Die 13- und 14jährigen verwenden die meiste Zeit für die Schule und ihre Freunde und Freundinnen,
nicht für die Medien.
Jugendzeit ist nicht Medienzeit. An erster Stelle ihrer Wünsche steht, die Freunde und Freundinnen zu treffen
und möglichst lang mit ihnen zusammen zu sein. Die Medien sind schon noch da: Hausaufgaben werden mit Musikhören
"versüßt", und die Zeit, bevor man jemand trifft, reicht gerade noch, um zu Hause mal in eine
Jugendserie reinzuschauen. Vor allem in der Schule lernen die Mädchen und Jungen die "Leute kennen, die
bei mir alles ins Rollen gebracht haben". Freunde und Freundinnen zu haben ist das Wichtigste für Jugendliche
in der Pubertät, wichtiger als Medien. "Die beste Freundin" und "der beste Freund" stehen
an erster Stelle. Doch das Medienwissen ist nützlich, um Freunde und Freundinnen kennenzulernen.
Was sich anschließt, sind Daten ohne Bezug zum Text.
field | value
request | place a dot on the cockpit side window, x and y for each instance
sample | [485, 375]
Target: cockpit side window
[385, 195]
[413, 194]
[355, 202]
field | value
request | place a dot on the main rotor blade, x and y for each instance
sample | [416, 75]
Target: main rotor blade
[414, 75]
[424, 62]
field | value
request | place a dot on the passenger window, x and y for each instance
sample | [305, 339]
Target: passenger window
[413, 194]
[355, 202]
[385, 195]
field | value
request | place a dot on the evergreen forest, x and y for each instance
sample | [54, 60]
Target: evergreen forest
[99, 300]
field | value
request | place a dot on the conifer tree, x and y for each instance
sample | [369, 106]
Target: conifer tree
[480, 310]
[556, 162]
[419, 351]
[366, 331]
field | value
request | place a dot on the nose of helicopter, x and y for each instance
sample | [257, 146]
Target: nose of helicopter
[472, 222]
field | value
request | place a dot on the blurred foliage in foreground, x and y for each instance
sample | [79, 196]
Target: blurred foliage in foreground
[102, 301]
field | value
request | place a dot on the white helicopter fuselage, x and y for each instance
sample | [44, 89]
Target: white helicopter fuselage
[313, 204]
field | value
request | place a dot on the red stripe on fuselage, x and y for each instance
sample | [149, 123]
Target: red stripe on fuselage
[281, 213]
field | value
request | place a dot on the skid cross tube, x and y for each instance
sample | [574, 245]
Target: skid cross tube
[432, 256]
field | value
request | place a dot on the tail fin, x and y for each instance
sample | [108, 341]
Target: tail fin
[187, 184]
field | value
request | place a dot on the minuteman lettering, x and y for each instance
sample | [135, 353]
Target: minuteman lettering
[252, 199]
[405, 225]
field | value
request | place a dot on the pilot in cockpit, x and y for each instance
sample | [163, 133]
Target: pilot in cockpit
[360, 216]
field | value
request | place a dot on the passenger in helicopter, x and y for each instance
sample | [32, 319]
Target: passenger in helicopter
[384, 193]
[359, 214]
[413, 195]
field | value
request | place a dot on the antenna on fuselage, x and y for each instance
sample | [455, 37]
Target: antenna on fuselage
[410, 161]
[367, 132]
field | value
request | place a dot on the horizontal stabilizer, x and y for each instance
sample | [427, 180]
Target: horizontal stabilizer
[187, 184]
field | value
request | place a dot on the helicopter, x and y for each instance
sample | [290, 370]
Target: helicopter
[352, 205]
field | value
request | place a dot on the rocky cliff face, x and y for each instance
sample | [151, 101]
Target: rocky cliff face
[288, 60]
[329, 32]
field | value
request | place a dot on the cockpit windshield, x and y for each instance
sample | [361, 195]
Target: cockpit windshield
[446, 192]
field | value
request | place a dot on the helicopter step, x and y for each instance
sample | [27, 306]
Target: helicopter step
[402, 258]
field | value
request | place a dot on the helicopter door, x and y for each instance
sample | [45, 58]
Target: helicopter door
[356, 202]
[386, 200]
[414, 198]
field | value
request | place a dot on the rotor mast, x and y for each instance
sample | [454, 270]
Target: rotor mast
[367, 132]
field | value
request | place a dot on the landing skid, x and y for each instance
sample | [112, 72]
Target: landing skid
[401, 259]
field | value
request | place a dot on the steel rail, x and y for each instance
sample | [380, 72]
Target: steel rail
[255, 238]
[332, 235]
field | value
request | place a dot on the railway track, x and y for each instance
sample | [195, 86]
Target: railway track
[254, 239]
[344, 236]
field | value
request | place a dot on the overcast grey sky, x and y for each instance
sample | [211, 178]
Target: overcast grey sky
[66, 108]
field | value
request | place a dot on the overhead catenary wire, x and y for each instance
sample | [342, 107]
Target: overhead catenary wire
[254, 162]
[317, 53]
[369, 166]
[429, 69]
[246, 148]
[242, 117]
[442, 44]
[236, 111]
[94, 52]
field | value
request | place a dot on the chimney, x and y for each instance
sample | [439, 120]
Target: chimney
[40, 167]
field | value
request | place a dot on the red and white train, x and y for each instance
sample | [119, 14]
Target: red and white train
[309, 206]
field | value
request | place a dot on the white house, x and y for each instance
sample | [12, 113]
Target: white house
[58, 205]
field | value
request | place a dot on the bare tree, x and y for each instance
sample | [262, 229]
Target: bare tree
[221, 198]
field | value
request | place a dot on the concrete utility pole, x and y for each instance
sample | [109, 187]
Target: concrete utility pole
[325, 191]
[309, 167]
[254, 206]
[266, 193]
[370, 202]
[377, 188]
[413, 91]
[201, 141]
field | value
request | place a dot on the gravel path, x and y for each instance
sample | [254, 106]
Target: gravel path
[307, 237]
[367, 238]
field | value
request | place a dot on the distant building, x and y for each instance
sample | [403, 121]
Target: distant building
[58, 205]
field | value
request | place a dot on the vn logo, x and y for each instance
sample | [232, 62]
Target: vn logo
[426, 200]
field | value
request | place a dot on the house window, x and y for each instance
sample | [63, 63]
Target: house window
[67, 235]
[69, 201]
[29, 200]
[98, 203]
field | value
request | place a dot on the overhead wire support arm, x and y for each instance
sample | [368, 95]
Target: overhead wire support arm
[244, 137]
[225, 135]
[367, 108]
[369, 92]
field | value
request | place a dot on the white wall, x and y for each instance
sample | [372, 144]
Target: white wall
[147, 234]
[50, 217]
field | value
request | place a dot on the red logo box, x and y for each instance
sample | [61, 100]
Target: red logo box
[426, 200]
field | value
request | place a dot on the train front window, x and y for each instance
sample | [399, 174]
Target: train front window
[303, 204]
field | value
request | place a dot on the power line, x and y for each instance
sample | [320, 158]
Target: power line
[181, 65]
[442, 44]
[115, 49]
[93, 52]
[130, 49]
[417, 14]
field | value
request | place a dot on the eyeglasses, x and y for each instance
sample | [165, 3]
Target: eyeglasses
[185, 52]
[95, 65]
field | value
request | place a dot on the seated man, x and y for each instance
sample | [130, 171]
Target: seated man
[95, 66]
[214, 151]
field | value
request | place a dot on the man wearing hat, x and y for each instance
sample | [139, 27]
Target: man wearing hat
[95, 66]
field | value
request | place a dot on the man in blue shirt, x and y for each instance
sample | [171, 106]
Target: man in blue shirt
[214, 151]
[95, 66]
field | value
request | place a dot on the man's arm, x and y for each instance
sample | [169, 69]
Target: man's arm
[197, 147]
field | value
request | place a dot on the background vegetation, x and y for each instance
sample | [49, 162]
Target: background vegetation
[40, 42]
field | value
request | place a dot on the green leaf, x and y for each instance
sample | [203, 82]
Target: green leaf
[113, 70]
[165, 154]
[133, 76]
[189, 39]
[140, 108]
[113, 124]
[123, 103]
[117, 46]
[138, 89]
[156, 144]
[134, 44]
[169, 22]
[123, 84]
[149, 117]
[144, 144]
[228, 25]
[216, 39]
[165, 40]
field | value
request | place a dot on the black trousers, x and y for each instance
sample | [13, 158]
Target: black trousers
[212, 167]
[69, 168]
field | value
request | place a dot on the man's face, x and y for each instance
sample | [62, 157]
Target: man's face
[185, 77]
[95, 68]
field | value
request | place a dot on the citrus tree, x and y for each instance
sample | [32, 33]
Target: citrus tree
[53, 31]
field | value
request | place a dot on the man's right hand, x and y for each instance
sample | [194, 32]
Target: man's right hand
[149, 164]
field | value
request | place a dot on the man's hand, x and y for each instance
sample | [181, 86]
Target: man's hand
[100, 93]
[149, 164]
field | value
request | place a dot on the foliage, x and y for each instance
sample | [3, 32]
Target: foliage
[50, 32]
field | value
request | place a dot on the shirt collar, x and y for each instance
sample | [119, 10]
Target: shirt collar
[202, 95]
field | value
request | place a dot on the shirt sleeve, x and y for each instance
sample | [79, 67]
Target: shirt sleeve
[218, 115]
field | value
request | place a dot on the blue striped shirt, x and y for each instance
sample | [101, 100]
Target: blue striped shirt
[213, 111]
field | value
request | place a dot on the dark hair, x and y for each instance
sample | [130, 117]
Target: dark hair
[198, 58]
Lieder, Stars, Filme - das sind Gesprächsthemen, an denen sich alle beteiligen können, ist etwas Gemeisames,
auf das sie immer zurückgreifen können. Medieninhalte bieten Möglichkeiten für alle, ein Gespräch
anzufangen oder jemanden kennenzulernen.
Gemeinsam Musik hören, dem Freund mal eine neue CD vorspielen, zusammen über Musik reden, CD's aussuchen,
ausleihen, kopieren -das alles gehört zu den täglichen Treffen dazu. Die Musik steht an erster Stelle:
"Welche Musik magst du?", diese Frage drückt ein Interesse an der anderen Person aus. Es charakterisiert
den Stil, mit dem Jugendliche untereinander ihr Interesse füreinander bekunden. Medienthemen eignen sich besonders
gut für ihre Neugier, "neue Leute" kennenzulernen. Medien-Themen dienen den 13- und 14jährigen
als "Gesprächs-Ouvertüren" und erleichtern den Zugang zu den Cliquen. Das Standardthema "Medien"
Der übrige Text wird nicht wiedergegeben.